Reinhard Mey

An meinen schlafenden Hund

Reinhard Mey


Der Abend legt sich leise über unser Haus,
Friedliche Schatten ringsum steigen.
Ein langer Tag klingt in der dunklen Stube aus,
Garten und Weg liegen im Schweigen.
Mit Bildern, die durch Deine Träume zieh'n,
Liegst Du, wie kleine Hunde liegen,
Fest eingerollt zu meinen Füßen am Kamin
Und schnarchst, daß sich die Scheite biegen.

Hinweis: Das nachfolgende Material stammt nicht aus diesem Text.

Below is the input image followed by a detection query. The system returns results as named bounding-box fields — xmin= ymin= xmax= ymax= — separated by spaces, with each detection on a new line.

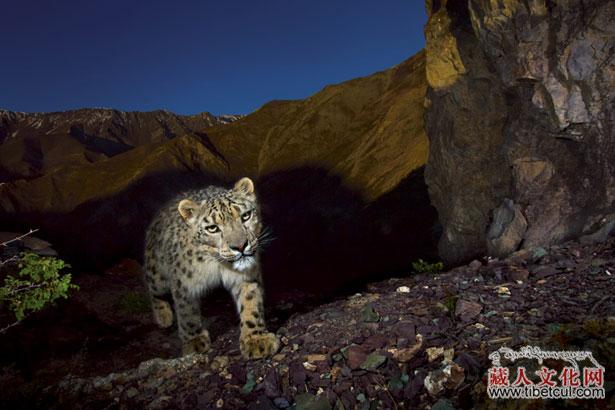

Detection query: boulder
xmin=425 ymin=0 xmax=615 ymax=263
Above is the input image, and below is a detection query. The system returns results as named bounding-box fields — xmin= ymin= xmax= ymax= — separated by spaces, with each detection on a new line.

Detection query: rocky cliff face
xmin=0 ymin=108 xmax=238 ymax=182
xmin=425 ymin=0 xmax=615 ymax=262
xmin=0 ymin=53 xmax=435 ymax=287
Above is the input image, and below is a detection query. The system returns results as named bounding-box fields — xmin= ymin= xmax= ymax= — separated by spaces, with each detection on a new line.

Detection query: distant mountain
xmin=0 ymin=52 xmax=435 ymax=292
xmin=0 ymin=108 xmax=240 ymax=182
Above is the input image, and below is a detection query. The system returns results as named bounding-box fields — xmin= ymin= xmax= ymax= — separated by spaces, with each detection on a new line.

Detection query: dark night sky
xmin=0 ymin=0 xmax=426 ymax=114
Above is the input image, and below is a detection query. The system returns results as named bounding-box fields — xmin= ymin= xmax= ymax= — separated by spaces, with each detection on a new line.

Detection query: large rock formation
xmin=425 ymin=0 xmax=615 ymax=262
xmin=0 ymin=53 xmax=435 ymax=287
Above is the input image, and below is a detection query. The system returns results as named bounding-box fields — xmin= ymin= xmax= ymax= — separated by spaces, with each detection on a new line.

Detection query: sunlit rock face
xmin=425 ymin=0 xmax=615 ymax=262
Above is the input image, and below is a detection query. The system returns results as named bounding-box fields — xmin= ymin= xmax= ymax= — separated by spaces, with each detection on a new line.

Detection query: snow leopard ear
xmin=233 ymin=178 xmax=254 ymax=194
xmin=177 ymin=199 xmax=199 ymax=223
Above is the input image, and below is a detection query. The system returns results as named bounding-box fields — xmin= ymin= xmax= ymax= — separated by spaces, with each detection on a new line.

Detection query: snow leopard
xmin=144 ymin=178 xmax=280 ymax=359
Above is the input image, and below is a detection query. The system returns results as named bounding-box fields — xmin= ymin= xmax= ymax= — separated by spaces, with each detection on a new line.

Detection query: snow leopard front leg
xmin=172 ymin=286 xmax=211 ymax=355
xmin=231 ymin=281 xmax=280 ymax=359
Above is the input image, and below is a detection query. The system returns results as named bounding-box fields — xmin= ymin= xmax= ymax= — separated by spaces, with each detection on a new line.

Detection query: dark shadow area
xmin=0 ymin=167 xmax=437 ymax=404
xmin=257 ymin=168 xmax=437 ymax=294
xmin=0 ymin=167 xmax=437 ymax=296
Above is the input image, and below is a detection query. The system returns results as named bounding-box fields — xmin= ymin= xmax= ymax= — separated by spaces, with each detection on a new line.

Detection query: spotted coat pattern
xmin=144 ymin=178 xmax=279 ymax=358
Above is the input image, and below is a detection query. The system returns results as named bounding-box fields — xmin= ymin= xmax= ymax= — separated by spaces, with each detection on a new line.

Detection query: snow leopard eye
xmin=241 ymin=211 xmax=252 ymax=222
xmin=205 ymin=225 xmax=220 ymax=233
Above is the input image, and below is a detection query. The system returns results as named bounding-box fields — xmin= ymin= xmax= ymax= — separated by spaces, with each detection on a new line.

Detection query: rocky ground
xmin=2 ymin=238 xmax=615 ymax=409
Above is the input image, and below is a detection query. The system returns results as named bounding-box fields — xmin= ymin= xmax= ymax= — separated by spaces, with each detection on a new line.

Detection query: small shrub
xmin=412 ymin=259 xmax=444 ymax=273
xmin=0 ymin=252 xmax=78 ymax=332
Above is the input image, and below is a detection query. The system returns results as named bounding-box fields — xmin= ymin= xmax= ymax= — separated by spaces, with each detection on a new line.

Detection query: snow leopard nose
xmin=231 ymin=241 xmax=248 ymax=253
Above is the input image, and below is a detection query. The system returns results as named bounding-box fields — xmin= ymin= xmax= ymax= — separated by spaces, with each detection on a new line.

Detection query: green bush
xmin=412 ymin=259 xmax=444 ymax=273
xmin=0 ymin=252 xmax=78 ymax=330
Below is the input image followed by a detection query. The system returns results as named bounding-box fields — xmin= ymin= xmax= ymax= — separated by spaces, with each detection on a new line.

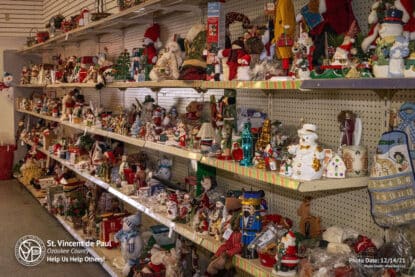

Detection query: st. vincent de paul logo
xmin=14 ymin=235 xmax=46 ymax=266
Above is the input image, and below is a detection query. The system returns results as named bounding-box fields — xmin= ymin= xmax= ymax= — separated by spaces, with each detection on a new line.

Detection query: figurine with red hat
xmin=272 ymin=231 xmax=300 ymax=276
xmin=143 ymin=23 xmax=161 ymax=80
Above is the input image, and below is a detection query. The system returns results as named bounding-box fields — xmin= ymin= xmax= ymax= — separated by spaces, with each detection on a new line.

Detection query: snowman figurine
xmin=272 ymin=231 xmax=300 ymax=276
xmin=288 ymin=124 xmax=324 ymax=181
xmin=115 ymin=213 xmax=143 ymax=276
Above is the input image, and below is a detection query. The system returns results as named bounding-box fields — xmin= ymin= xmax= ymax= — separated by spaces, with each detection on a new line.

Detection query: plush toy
xmin=179 ymin=24 xmax=207 ymax=80
xmin=150 ymin=41 xmax=182 ymax=82
xmin=115 ymin=213 xmax=143 ymax=276
xmin=218 ymin=39 xmax=251 ymax=81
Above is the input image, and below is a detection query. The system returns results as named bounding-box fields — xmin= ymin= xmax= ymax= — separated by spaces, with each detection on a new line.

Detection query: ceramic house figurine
xmin=272 ymin=231 xmax=300 ymax=276
xmin=288 ymin=124 xmax=324 ymax=181
xmin=240 ymin=191 xmax=263 ymax=259
xmin=326 ymin=155 xmax=346 ymax=178
xmin=115 ymin=213 xmax=143 ymax=276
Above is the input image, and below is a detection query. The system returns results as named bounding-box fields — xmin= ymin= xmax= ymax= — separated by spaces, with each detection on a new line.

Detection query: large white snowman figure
xmin=288 ymin=124 xmax=324 ymax=181
xmin=115 ymin=213 xmax=143 ymax=276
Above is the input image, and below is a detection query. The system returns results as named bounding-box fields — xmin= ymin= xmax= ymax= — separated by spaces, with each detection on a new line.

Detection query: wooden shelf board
xmin=19 ymin=0 xmax=162 ymax=54
xmin=18 ymin=110 xmax=369 ymax=192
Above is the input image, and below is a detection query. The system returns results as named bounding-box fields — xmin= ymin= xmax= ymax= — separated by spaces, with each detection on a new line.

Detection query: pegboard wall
xmin=35 ymin=0 xmax=400 ymax=240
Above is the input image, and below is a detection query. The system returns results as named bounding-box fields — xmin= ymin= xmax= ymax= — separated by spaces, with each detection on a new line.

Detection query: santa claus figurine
xmin=272 ymin=231 xmax=299 ymax=276
xmin=143 ymin=23 xmax=161 ymax=65
xmin=218 ymin=39 xmax=251 ymax=81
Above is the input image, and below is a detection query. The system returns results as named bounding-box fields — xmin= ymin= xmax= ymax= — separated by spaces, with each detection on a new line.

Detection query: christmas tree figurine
xmin=115 ymin=50 xmax=131 ymax=81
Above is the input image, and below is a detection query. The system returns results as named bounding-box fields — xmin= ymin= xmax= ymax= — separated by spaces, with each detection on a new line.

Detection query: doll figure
xmin=239 ymin=122 xmax=254 ymax=166
xmin=288 ymin=124 xmax=325 ymax=181
xmin=131 ymin=115 xmax=142 ymax=138
xmin=209 ymin=198 xmax=225 ymax=241
xmin=272 ymin=231 xmax=300 ymax=276
xmin=155 ymin=157 xmax=173 ymax=181
xmin=141 ymin=95 xmax=155 ymax=122
xmin=20 ymin=66 xmax=30 ymax=85
xmin=218 ymin=39 xmax=251 ymax=81
xmin=166 ymin=192 xmax=179 ymax=220
xmin=115 ymin=213 xmax=143 ymax=276
xmin=61 ymin=89 xmax=77 ymax=120
xmin=118 ymin=155 xmax=130 ymax=184
xmin=218 ymin=119 xmax=233 ymax=160
xmin=177 ymin=193 xmax=192 ymax=223
xmin=239 ymin=191 xmax=262 ymax=259
xmin=337 ymin=111 xmax=355 ymax=145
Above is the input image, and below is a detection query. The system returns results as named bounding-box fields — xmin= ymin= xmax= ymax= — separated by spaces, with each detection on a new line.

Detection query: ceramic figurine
xmin=179 ymin=24 xmax=207 ymax=80
xmin=232 ymin=142 xmax=244 ymax=162
xmin=279 ymin=158 xmax=293 ymax=177
xmin=131 ymin=115 xmax=142 ymax=138
xmin=118 ymin=155 xmax=130 ymax=185
xmin=155 ymin=157 xmax=173 ymax=181
xmin=217 ymin=118 xmax=234 ymax=160
xmin=288 ymin=124 xmax=324 ymax=181
xmin=289 ymin=27 xmax=314 ymax=80
xmin=209 ymin=198 xmax=225 ymax=241
xmin=239 ymin=122 xmax=254 ymax=166
xmin=218 ymin=39 xmax=251 ymax=81
xmin=176 ymin=193 xmax=192 ymax=223
xmin=274 ymin=0 xmax=296 ymax=72
xmin=272 ymin=231 xmax=300 ymax=276
xmin=372 ymin=8 xmax=409 ymax=78
xmin=20 ymin=66 xmax=30 ymax=85
xmin=61 ymin=89 xmax=77 ymax=120
xmin=240 ymin=191 xmax=262 ymax=259
xmin=337 ymin=111 xmax=355 ymax=145
xmin=150 ymin=41 xmax=183 ymax=82
xmin=297 ymin=197 xmax=321 ymax=239
xmin=166 ymin=192 xmax=179 ymax=220
xmin=388 ymin=36 xmax=409 ymax=78
xmin=141 ymin=95 xmax=155 ymax=122
xmin=326 ymin=155 xmax=346 ymax=178
xmin=206 ymin=213 xmax=242 ymax=275
xmin=115 ymin=213 xmax=143 ymax=276
xmin=143 ymin=23 xmax=161 ymax=80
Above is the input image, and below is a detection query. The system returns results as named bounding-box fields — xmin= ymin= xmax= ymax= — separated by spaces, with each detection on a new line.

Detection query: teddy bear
xmin=115 ymin=213 xmax=143 ymax=276
xmin=150 ymin=41 xmax=183 ymax=82
xmin=288 ymin=124 xmax=324 ymax=181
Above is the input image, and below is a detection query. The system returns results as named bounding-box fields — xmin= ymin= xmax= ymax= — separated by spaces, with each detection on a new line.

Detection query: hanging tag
xmin=222 ymin=228 xmax=233 ymax=240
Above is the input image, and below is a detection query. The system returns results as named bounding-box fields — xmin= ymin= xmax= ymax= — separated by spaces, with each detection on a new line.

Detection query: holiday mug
xmin=343 ymin=145 xmax=368 ymax=177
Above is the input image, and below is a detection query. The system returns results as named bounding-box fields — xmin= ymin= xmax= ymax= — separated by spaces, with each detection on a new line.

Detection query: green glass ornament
xmin=239 ymin=122 xmax=254 ymax=166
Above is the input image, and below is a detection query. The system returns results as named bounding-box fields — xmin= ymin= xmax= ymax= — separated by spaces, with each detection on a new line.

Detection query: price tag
xmin=223 ymin=228 xmax=233 ymax=240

Im Schlaf wedelst Du mit den Pfoten ab und zu,
Vielleicht läuft Dir im Traum der Hase,
Der immer nur eine Spur schneller war als Du,
Geradewegs vor die Nase.
Und diesmal holst Du ihn mühelos ein,
Du rennst ihn glatt über den Haufen.
Doch Dir reicht der Triumph, ein Gentleman zu sein,
Und großzügig läßt Du ihn laufen.

Oder begegnet Dir der Briefträger vielleicht
Auf seinem gelben Moped grade?
Das Wurstpaket, das er Dir grüßend überreicht,
Schickt Dir Dein Neffe Ernst aus Stade.
Das hat der wirklich prima abgepaßt,
Die mag're Zeit stand vor den Toren,
Denn über Knochen, die Du eingegraben hast,
Ist jetzt die Erde hart gefroren.

Deine Nase glänzt tiefschwarz und frisch lackiert,
Du gähnst und blinzelst träg' ins Feuer.
Und während es jetzt Stein und Bein da draußen friert,
Bestehst Du neue Abenteuer.
Vielleicht erträumst Du eine ganze Symphonie
Wilder exotischer Gerüche,
Feldmaus und Igel in vollkomm'ner Harmonie,
Mit Apfelkuchen aus der Küche.

In dicken Flocken fällt
Vorm Haus ein neuer Schnee
Und legt sich lautlos vor die Scheiben.
Na, Du wirst ganz schön staunen, denn wie ich das seh',
Wird er wohl länger liegen bleiben.
Bis dahin träum' von März und Feld, vom jungen Gras,
Vom Schnüffeln, Zotteln, Stöbern, Graben,
Wenn wir und Feldmaus, Igel, Maulwurf, Fuchs und Has'
Den Winterschlaf beendet haben.

Und ein Tag mehr ist schon vollbracht
Nun, braves, altes Schnarchhorn, gute Nacht!